In fact, there was no one to tell except Emma. He walked her back from the PX, carrying grocery bags.

“You said it would work,” she said. “What’s the matter now?”

“They don’t trust it. Why a party? There’ll be people.”

“They just want to see who you are, see if you’re real.”

“How will they know?”

“You’ll be the one with me.”

He looked at her. “Don’t even think about it,” he said. “I have to do this one alone.” He stopped her before she could interrupt. “He won’t know you anyway. They’d never tell the field contact about you. If anything goes wrong, the chain has to stop with him. They can’t afford to have this traced back. If they believe it.”

“They must. Why would they send the invitation?”

“It’s worth the chance. If it’s a trap, they sacrifice the one guy in the field, that’s all.”

“Then it really doesn’t matter whether I’m there or not.”

“It does to me. We don’t know what might happen. Besides, they’ll be looking for a man alone.”

“For a uniform, you mean. Corporal Waters.”

He stopped and looked at her. “A uniform. If I told you I’d completely forgotten about that, would you think I’d lost my mind?”

She grinned at him. “I was never interested in your mind. See how useful I can be?”

“But I don’t want to have to worry about you,” he said seriously.

“Don’t, then. We’ll arrive separately. I’ll just be a fly on the wall. In case you need me. I don’t want to have to worry about you.”

He decided not to argue the point now. “What sort of crowd is it likely to be?”

“The local gentry. Hats and things. And the arts-and-crafts crowd. A few ladies in sandals and woven skirts. Loomers, I call them.”

“Soldiers?”

“Enlisted men? You must be joking. Don’t worry, he’ll spot you straightaway.”

“But I won’t know who he is.”

“Well, that’s rather the point, isn’t it?”

Mills said nothing that evening when he surprised Connolly at the office trying on the uniform, borrowed from one of the drivers. The fit was baggy, as if Connolly had lost weight. Mills looked him over, then, without a word, went to a locked drawer, fishing a key out of his pocket. Embarrassed, Connolly turned and started to change back into his clothes, so he was in his shorts when Mills handed him the gun and the cartridge of bullets.

“You’d better have these,” he said.

Connolly looked at the gun, not knowing what to say.

“I never think to look in that drawer,” Mills said. “I’d no idea they were gone.”
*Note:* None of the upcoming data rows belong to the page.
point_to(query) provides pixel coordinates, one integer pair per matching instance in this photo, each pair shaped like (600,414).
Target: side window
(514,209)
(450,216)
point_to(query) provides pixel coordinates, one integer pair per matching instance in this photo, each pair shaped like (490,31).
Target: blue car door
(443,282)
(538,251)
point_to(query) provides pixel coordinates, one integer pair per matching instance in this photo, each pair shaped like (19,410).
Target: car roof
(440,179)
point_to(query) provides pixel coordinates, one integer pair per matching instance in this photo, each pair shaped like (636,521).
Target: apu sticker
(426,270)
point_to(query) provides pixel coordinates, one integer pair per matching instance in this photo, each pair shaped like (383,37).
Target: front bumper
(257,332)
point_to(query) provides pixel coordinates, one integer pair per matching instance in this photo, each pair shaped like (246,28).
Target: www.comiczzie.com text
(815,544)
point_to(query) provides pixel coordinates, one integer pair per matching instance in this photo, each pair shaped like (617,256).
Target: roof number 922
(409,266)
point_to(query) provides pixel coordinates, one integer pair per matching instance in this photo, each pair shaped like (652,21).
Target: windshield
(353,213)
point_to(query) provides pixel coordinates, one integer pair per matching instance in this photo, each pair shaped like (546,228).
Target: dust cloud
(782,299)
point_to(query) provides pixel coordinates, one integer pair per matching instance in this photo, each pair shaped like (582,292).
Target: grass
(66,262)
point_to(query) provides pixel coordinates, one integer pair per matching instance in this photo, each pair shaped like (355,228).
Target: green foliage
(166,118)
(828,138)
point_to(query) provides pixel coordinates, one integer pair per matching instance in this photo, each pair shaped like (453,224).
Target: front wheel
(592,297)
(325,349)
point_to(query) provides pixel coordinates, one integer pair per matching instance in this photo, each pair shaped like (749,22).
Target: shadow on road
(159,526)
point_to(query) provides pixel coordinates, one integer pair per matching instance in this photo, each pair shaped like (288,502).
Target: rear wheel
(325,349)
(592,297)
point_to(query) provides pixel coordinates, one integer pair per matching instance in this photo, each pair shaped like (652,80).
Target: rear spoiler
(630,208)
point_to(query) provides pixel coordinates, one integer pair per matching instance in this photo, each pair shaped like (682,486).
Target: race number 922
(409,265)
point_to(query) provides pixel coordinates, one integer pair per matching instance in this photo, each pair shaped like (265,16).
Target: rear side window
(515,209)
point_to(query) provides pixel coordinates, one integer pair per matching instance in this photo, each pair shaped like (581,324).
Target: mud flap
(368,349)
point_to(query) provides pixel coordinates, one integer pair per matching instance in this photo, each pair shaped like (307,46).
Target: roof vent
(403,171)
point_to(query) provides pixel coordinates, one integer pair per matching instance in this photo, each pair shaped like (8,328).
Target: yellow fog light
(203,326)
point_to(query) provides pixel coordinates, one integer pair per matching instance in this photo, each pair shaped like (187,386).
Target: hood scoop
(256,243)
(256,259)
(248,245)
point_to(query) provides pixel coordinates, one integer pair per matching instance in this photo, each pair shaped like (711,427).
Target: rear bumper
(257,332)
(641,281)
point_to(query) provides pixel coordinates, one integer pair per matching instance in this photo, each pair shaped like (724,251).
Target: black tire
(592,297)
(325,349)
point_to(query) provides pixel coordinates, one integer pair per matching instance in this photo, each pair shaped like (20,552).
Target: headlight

“You don’t have to do this. I’m not—”

“He’s already killed one man,” Mills said simply. “I’m on your side, you know. I always have been.”

18

Later, he remembered the day as overbright, every piece of landscape sharp and hard-edged under the white sun. Emma, pretty in a pale blue dress that seemed part of the cloudless sky, drove him in her car, past the empty east gate and down the switchback road to the valley floor. With the windows down, the air smelled of juniper. The afternoon had been still and expectant, and even now, toward its end, Santa Fe seemed asleep. Connolly fidgeted in the unfamiliar uniform, shifting the gun in his pocket to arrange its outline in a shapeless bulge. His cap, folded, hung over his belt like a protective flap.

“It’s not going to go away, you know,” Emma said. “Can you see it?”

“Only when I look. Shall I keep it in my bag?”

“Then I would have something to worry about.”

“Actually, I’m a crack shot. I grew up in the country, you know.”

“Crack shot with what?” he said skeptically.

“Well, skeet,” she admitted. “You don’t really think you’ll need it, do you?”

“No. Should I leave it here? It’s more trouble than it’s worth.”

“Just keep your hand in your pocket. You know, playing with change.”

“Playing with change.”

“Well, men do.”

They were driving along the Alameda, approaching the Castillo Street bridge at the foot of Canyon Road.